合掌集落をバックに記念撮影するオーストラリアの旅行業関係者たち=26日午後、大野郡白川村荻町、城山展望台

 観光庁が外国人観光の受け入れ再開に向けて行っている訪日ツアーの実証事業で、オーストラリアのクイーンズランド州から来日した旅行業関係者4人が26日、岐阜県大野郡白川村を訪れ、合掌集落などを散策した。

 実証事業は同国のほか、米国やタイ、シンガポールの4カ国の旅行業関係者らが参加し、日本の旅行会社の添乗員が同行する。ツアーを通じて観光施設や、移動中のマスク着用といった感染対策などを確認する。結果は観光庁がガイドラインとしてまとめ、宿泊施設や旅行会社に活用してもらう。

 4人は、26日午後に金沢市から白川村に入った。合掌集落が見渡せる城山展望台(同村荻町)に到着すると「ワォ」と、その美しさに感嘆の声を上げた。

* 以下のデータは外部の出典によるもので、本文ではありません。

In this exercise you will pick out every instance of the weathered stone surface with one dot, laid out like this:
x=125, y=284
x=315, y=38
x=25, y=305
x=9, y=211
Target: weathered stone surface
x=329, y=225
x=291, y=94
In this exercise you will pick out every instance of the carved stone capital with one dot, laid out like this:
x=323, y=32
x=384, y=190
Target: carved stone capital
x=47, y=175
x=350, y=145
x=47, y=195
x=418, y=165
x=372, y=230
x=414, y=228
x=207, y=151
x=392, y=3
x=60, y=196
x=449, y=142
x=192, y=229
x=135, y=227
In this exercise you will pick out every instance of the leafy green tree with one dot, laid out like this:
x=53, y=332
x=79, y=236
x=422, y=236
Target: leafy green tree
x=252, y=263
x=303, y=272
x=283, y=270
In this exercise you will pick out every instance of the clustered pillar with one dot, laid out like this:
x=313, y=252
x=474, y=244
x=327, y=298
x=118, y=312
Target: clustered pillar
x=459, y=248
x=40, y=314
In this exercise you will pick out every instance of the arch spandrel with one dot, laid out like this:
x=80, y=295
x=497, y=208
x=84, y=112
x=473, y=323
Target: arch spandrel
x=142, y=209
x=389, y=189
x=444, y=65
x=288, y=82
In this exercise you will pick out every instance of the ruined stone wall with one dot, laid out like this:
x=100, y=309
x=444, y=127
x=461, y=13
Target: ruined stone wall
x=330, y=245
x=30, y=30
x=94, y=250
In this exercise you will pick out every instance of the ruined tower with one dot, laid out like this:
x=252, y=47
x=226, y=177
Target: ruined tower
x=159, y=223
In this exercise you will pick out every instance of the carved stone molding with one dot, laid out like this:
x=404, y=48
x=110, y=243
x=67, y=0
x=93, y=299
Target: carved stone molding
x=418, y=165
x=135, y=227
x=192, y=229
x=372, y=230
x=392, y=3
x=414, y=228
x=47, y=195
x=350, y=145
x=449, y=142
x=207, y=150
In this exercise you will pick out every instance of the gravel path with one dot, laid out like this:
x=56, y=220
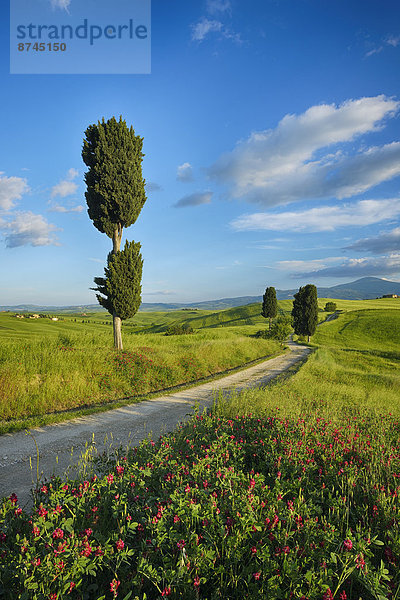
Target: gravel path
x=60, y=446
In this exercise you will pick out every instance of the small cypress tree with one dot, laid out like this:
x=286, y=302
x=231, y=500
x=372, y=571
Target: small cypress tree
x=115, y=194
x=269, y=306
x=119, y=291
x=305, y=311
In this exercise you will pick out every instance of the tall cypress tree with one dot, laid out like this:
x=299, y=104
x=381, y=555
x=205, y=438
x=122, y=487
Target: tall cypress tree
x=119, y=291
x=269, y=306
x=305, y=311
x=115, y=196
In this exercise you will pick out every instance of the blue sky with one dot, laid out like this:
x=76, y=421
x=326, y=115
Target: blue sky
x=272, y=153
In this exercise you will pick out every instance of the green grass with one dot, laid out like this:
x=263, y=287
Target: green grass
x=355, y=369
x=285, y=492
x=47, y=367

村の観光情報などの説明を村職員から受けた。国重要文化財の合掌造り家屋「和田家」も見学。当主の和田正人さんの説明を聞きながら家の中を見て回った。

 4人のうち、アントニー・フォーショーさん(57)は「景色がとても美しい。来日する前にインターネット検索で見たが、想像以上」と満足した様子。日本が外国人観光客の受け入れを再開することについては「やっと日本に来られる。日本のコロナ対策を守れば大丈夫」とした。

 和田さんは「2年間寂しい思いをしていたので受け入れ再開はありがたい。万全のコロナ対策で外国のお客さんを迎えたい」と話した。

 4人は高山市内に1泊する。27日は高山祭屋台会館や古い町並みを散策し、28日は中津川市の馬籠宿を巡る予定。